上記の気体状モノマーの変わりに液体状モノマーを使用
する場合には、液体状モノマーの入った容器を外部から
加熱し、原料ガス導入管4よりペルジャー1内に導入す
ればよい。また、本発明ではモノマーの同伴ガスとして
アルゴン、水素、窒素等を加えてもよい。When a liquid monomer is used instead of the gaseous monomer described above, a container containing the liquid monomer may be heated from the outside and the monomer may be introduced into the Pel jar 1 through the raw material gas introduction pipe 4. Further, in the present invention, argon, hydrogen, nitrogen, etc. may be added as a gas accompanying the monomer.
上記のようなプラズマ重合装置を使用した場合の超伝導
体無機質粉体の表面に形成される薄膜構造及び成膜速度
に最適な条件は、真空度、出力電圧、モノマーの種類、
超伝導体無機質粉体の量等のプラズマ重合の操作条件を
変えることにより設定することが可能である。The optimal conditions for the thin film structure and film formation rate formed on the surface of superconducting inorganic powder when using the above plasma polymerization apparatus are the degree of vacuum, output voltage, type of monomer,
It can be set by changing the plasma polymerization operating conditions such as the amount of superconductor inorganic powder.
本発明は、前述したプラズマ重合法により超伝導体無機
質粉体の表面に熱融着性を示す高分子物質の薄膜を形成
した後、該超伝導体無機質粉体を所望の形状になるよう
ホットプレスやホントロール等の装置により加熱圧着を
施すことにより超伝導体成形物を作製するものである。The present invention involves forming a thin film of a polymeric substance exhibiting thermal adhesive properties on the surface of a superconducting inorganic powder by the above-mentioned plasma polymerization method, and then heating the superconducting inorganic powder to a desired shape. A superconductor molded product is produced by applying heat and pressure bonding using a device such as a press or a real roll.
なお、本発明でいう所望の形状とは平面状のシート状物
、曲面状のシート状物、凹型の容器状のもの等があり、
その具体的な手段としては、ホットプレスの場合は粉体
を連続的に平面プレートの上にさいちし、しかるのち加
熱圧着する。または治具を使ってシート状物にしたり凹
型にしたりする。また、ホ7)ロールの場合はあらかじ
め粉体を加熱し粒子間を融着状態にして加熱されたロー
ル間に粉体を連続供給し加熱圧着する。Note that the desired shape in the present invention includes a planar sheet-like object, a curved sheet-like object, a concave container-like object, etc.
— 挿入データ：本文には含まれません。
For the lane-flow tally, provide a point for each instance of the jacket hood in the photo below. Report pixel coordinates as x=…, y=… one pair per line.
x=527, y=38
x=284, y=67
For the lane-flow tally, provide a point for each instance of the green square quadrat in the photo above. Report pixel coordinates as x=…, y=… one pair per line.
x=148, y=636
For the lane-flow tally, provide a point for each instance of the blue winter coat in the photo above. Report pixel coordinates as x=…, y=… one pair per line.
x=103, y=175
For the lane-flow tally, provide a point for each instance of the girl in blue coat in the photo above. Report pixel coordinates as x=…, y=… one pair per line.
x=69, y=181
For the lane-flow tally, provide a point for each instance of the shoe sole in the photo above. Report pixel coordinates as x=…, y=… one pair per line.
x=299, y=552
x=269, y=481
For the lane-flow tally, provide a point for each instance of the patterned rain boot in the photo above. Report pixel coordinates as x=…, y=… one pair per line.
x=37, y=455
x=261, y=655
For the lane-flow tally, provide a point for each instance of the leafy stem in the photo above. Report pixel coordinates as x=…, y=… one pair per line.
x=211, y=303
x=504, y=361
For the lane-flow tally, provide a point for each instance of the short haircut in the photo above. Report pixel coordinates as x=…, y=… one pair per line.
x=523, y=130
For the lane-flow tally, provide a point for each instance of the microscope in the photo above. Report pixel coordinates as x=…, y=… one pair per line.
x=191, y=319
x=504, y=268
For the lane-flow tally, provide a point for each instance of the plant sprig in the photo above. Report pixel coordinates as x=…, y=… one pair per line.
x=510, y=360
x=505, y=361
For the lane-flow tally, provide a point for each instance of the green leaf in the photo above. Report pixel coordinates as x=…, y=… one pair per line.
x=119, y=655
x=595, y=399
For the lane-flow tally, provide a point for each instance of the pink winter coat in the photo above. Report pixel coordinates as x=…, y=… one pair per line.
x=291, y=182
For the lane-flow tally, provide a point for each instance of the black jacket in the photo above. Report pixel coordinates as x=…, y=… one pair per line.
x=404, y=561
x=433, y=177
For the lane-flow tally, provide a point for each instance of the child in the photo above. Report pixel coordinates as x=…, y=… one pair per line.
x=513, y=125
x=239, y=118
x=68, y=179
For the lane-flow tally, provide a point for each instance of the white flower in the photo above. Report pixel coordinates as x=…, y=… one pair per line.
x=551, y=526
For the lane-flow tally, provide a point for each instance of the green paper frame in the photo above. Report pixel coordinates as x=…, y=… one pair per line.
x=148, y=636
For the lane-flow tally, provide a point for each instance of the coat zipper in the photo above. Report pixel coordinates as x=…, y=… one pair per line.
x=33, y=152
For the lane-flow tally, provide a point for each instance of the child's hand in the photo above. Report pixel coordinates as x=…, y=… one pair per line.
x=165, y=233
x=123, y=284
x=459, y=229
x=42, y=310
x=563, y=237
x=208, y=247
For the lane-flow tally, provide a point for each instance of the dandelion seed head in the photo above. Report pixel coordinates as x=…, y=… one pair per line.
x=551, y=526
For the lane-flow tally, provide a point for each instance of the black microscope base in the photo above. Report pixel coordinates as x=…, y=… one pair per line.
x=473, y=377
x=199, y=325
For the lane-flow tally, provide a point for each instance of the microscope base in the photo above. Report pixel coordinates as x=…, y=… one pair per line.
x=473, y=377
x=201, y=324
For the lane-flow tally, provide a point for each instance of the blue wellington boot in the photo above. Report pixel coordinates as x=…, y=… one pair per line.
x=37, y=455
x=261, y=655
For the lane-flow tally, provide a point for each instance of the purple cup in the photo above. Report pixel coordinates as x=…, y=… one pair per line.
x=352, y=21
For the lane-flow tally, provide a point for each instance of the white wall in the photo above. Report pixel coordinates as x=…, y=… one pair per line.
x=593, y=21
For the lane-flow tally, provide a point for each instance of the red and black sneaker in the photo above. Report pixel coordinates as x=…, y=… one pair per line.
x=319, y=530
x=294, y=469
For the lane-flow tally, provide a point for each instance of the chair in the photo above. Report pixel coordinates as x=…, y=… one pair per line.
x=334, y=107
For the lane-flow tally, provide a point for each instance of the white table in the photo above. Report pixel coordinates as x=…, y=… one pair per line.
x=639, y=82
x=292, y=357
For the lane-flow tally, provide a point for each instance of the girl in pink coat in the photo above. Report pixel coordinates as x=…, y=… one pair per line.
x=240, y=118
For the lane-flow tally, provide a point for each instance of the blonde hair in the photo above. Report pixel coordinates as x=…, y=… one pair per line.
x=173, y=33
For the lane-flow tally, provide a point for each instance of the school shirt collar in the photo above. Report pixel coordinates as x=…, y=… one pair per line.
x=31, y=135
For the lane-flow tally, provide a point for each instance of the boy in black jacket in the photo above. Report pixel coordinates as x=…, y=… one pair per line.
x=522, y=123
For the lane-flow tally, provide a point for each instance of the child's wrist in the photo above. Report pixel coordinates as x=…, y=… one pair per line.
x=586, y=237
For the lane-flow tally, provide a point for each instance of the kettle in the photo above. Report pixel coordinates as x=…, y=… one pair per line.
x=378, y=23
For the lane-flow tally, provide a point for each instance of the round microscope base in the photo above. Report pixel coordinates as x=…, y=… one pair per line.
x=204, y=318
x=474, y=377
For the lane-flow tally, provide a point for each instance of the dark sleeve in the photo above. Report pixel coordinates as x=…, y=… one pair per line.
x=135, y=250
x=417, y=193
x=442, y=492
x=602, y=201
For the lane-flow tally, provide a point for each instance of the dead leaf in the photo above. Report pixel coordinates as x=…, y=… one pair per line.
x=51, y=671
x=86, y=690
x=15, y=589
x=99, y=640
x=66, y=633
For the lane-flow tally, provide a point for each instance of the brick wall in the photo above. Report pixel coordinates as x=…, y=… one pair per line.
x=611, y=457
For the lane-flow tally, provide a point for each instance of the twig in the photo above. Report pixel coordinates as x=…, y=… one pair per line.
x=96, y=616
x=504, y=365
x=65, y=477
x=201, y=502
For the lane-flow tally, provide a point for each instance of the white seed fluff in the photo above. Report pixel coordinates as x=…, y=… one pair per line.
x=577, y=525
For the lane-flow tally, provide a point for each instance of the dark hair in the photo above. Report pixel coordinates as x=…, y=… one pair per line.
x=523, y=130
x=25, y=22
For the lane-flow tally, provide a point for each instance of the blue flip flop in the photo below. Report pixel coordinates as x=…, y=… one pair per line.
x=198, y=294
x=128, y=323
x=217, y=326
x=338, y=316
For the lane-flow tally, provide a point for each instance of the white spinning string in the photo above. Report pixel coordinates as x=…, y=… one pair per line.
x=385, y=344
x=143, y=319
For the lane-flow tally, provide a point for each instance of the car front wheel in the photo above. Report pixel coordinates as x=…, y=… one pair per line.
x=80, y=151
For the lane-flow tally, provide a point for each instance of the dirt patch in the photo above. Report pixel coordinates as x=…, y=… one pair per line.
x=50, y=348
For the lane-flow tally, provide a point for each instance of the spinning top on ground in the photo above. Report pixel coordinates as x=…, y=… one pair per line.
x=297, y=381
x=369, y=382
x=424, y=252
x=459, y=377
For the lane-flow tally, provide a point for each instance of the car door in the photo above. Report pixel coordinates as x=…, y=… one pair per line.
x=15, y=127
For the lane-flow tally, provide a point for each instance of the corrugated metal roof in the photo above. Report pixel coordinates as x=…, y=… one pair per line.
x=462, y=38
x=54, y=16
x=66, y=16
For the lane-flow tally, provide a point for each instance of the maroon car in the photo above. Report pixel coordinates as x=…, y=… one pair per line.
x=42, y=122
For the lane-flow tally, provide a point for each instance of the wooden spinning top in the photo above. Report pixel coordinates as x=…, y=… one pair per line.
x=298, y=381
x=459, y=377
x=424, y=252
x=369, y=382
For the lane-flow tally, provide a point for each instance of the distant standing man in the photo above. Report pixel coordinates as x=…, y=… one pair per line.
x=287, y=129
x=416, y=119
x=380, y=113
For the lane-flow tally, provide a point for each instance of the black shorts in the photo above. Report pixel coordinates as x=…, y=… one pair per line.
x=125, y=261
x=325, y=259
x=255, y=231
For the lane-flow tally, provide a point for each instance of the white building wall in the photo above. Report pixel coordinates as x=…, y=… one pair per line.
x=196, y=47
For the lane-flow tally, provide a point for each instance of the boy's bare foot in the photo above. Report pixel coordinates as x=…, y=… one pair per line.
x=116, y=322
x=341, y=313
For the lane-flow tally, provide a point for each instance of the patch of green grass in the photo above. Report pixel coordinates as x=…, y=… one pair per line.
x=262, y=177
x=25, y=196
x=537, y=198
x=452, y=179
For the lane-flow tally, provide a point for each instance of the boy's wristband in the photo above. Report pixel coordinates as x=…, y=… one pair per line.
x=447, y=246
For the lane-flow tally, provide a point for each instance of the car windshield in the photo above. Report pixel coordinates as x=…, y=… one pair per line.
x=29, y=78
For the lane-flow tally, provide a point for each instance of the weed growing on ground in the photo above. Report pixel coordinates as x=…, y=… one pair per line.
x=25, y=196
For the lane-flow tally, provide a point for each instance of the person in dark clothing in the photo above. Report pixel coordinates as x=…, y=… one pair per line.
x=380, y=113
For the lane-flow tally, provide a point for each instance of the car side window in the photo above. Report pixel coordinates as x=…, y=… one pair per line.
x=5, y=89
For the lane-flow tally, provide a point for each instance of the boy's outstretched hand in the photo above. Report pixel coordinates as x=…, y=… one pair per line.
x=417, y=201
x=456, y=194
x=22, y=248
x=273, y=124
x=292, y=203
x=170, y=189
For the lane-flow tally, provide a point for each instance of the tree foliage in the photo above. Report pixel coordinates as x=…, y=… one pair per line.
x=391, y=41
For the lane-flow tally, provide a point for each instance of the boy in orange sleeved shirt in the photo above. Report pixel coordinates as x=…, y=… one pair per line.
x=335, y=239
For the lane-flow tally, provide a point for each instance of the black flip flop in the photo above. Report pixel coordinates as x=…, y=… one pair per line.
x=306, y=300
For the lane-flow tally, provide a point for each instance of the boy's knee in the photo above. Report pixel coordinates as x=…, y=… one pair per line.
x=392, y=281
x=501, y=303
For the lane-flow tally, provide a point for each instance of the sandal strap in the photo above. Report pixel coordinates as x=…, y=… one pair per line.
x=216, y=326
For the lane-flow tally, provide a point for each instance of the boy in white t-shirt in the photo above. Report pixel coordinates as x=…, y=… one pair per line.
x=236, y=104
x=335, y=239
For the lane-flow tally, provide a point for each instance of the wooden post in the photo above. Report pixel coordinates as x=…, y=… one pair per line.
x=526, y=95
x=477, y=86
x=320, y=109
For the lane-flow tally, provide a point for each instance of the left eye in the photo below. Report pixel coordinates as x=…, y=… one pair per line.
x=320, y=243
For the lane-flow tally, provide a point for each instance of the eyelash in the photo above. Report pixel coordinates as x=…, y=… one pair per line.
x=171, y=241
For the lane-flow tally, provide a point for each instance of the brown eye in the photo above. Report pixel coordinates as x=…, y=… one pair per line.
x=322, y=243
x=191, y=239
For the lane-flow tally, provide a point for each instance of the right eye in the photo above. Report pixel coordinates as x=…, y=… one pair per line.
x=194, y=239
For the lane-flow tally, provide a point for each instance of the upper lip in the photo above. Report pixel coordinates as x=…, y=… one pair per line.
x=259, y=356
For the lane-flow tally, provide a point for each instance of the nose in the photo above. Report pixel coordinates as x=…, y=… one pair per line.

As a specific method, in the case of hot pressing, powder is continuously placed on a flat plate and then heated and pressed. Or use a jig to make it into a sheet or concave shape. In addition, in the case of e7) rolls, the powder is heated in advance so that the particles are fused together, and the powder is continuously supplied between the heated rolls and bonded under heat.
本発明の製造方法による超伝導体成形物は、プラズマ重
合法により個々の超伝導体無機質粉体の表面に熱融着性
を示す高分子物質の薄膜が形成される。したがって、個
々の超伝導体無機!粉体が結着しあうために非常に強固
な超伝導体成形物が得られる。In the superconductor molded article produced by the manufacturing method of the present invention, a thin film of a polymeric substance exhibiting thermal fusibility is formed on the surface of each superconductor inorganic powder by plasma polymerization. Therefore, individual superconductors inorganic! Because the powders bind together, a very strong superconductor molded product can be obtained.
また、本発明の製造方法は粒子間の結着機能を有する高
分子物質の薄膜が極めて薄いために超伝導体無機質粉体
が超伝導体成形物中に高密度充填化される。したがって
、一つの固体からなる超伝導物と同様な強い反磁性効果
が得られる。Further, in the manufacturing method of the present invention, since the thin film of the polymer substance having the binding function between particles is extremely thin, the superconductor inorganic powder is densely packed into the superconductor molded product. Therefore, a strong diamagnetic effect similar to that of a single solid superconductor can be obtained.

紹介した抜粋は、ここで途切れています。